CG Now in the off season what happens. Is this when you edit?

IG Not really. The off season was when I used to shoot sports for the college (MCLA). During the school year, from September to May, it worked out. Now I’m helping Isabella with her business. I have some personal projects like the street project in North Adams. Unfortunately I have been neglecting it lately. It’s my way of helping the people who have been disenfranchised. To get their faces out there so people can’t ignore them.

CG That’s what you showed in the North Adams city council chamber?

IG Yes. Not that the city councilors in North Adams need it but what a great reminder of who they really serve. You and me can take care of ourselves for the most part. We need help every now and then but there are people who need help all the time. They need a voice because they don’t have one.

I still shoot for the Berkshire Eagle which is nice. It’s all general assignment work. From sports to city hall. It’s good for me and keeps me sharp. It gets me out there and reaching people. I’ve cut back shooting for the college.

That thing I told you about sculpting with light and shadow, that was a result of cutting back my work. It allowed me to relax.

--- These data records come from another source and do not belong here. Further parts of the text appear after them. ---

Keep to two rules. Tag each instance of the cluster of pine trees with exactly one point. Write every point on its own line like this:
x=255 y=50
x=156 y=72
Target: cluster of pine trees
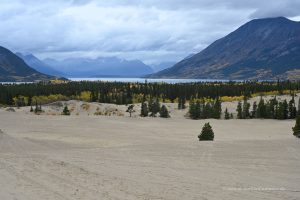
x=205 y=110
x=271 y=109
x=153 y=108
x=128 y=93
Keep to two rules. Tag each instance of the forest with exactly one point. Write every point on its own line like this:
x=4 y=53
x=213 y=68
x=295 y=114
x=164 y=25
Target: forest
x=128 y=93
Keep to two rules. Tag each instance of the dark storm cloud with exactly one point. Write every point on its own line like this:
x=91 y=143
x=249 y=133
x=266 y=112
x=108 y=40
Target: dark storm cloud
x=150 y=30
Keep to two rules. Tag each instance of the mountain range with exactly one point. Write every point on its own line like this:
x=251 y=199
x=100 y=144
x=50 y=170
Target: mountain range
x=260 y=49
x=13 y=68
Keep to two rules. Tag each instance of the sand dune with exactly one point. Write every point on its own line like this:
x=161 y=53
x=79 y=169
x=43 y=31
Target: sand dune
x=113 y=157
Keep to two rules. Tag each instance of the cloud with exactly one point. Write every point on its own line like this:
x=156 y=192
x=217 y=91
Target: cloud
x=150 y=30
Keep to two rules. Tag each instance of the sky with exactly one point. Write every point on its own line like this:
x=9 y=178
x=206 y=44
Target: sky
x=153 y=31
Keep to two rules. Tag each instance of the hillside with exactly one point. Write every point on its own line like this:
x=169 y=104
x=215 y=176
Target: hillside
x=261 y=49
x=13 y=68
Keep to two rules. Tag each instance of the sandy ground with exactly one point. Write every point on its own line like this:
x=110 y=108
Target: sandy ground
x=87 y=156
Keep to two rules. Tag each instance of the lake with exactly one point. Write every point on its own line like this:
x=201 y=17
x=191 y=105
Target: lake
x=142 y=80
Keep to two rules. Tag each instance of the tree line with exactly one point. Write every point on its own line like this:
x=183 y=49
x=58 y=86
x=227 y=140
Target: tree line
x=128 y=93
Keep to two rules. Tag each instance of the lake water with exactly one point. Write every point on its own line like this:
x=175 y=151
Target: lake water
x=142 y=80
x=136 y=80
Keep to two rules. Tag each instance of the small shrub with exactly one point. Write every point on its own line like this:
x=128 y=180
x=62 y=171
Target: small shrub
x=206 y=133
x=66 y=111
x=296 y=128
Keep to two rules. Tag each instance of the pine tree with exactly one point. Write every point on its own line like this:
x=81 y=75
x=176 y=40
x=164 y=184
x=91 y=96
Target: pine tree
x=66 y=111
x=261 y=109
x=292 y=109
x=239 y=110
x=296 y=128
x=206 y=133
x=227 y=115
x=130 y=110
x=155 y=108
x=217 y=109
x=164 y=113
x=272 y=108
x=37 y=109
x=144 y=110
x=246 y=107
x=254 y=108
x=285 y=109
x=298 y=111
x=192 y=110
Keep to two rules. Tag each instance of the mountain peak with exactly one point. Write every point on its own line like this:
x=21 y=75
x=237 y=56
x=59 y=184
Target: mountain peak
x=260 y=49
x=13 y=68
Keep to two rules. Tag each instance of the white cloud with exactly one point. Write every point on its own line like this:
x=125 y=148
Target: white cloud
x=150 y=30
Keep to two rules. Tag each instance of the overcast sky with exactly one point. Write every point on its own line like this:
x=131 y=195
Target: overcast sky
x=150 y=30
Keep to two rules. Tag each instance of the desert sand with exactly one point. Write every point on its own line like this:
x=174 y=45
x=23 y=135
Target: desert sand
x=88 y=156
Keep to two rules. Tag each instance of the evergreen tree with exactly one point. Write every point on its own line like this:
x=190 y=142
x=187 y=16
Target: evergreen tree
x=37 y=108
x=192 y=110
x=296 y=128
x=272 y=108
x=155 y=108
x=292 y=109
x=298 y=111
x=206 y=133
x=207 y=111
x=239 y=110
x=217 y=109
x=227 y=115
x=130 y=109
x=164 y=113
x=261 y=109
x=285 y=109
x=254 y=108
x=181 y=103
x=66 y=111
x=144 y=110
x=246 y=111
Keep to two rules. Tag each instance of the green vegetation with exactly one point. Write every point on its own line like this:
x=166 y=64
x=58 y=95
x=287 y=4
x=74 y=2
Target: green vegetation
x=226 y=114
x=129 y=93
x=272 y=109
x=205 y=110
x=206 y=133
x=130 y=110
x=144 y=110
x=164 y=113
x=66 y=111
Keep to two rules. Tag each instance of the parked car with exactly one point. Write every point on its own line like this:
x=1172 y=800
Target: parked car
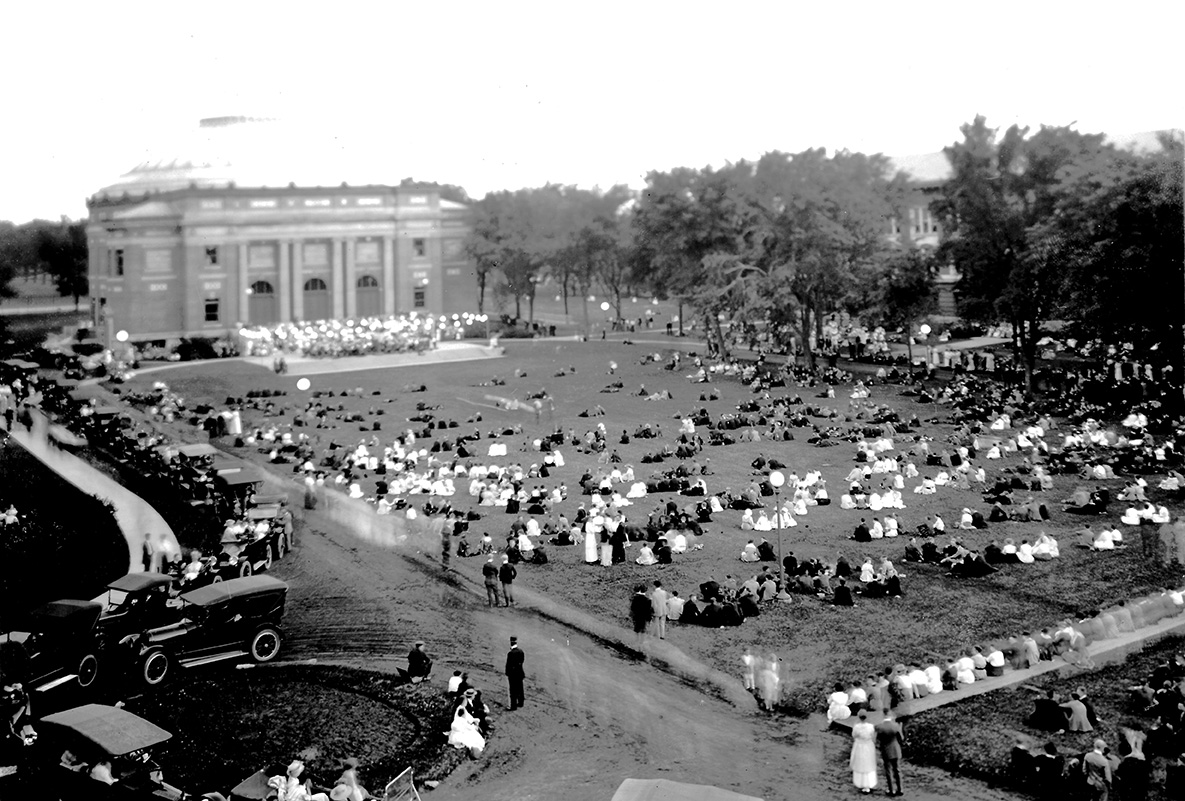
x=226 y=620
x=135 y=603
x=58 y=645
x=72 y=742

CG Of the thousands of images that you shoot how many do you keep?

IG I go through the card and delete keeping only the images that I want on the computer. I use a card reader on the computer. Then I edit and blog. Then I do Facebook to get the word out there and let people know what I’m doing.

Even if I shoot for six hours it’s still a ten to sixteen hour day with all the editing and blogging. You start at six or seven in the morning then go till dark. Which is about seven because even on a long summer day we loose the light early because of the trees. So that right there is twelve hours.

AH All summer long?

IG No. This summer I went two months before I had to stop. Before I said that’s it I can’t do any more. Two solid months so it was 60 days. There were shots that I go eating with one hand and shooting with the other because I didn’t want to miss it. Once I set up a shot it can take a couple of days to get it to work. There’s a timing that you develop that you don’t want to interrupt. If I come into the house for an hour it breaks everything up. So I can’t come in to eat. I have to do everything out there.

CG Isabella how do you relate this this?

IR If you go upstairs you will see a mobile I did of small glass birds and I am planning to make larger ones. I am coordinating into his world. It gets him outside and into nature and not on the computer all the time. The birds are magic. Before we came up here I never even saw one.

CG Historically there are the paintings of Heade.

IG Subliminally I probably absorbed a lot of that.

CG He probably worked from taxidermy. I doubt he could sketch them in flight. Audubon shot the birds and pinned them up in order the render them. He killed everything he reproduced.

IG That was before the days of conservation. It was the norm for then.

CG Today one can hunt with a camera. It is wonderful that you can “capture” the hummingbirds while inflicting no harm on them. Through your work we come to a deeper understanding of an aspect of nature. It makes us more aware of the importance of preserving our unique Berkshire environment.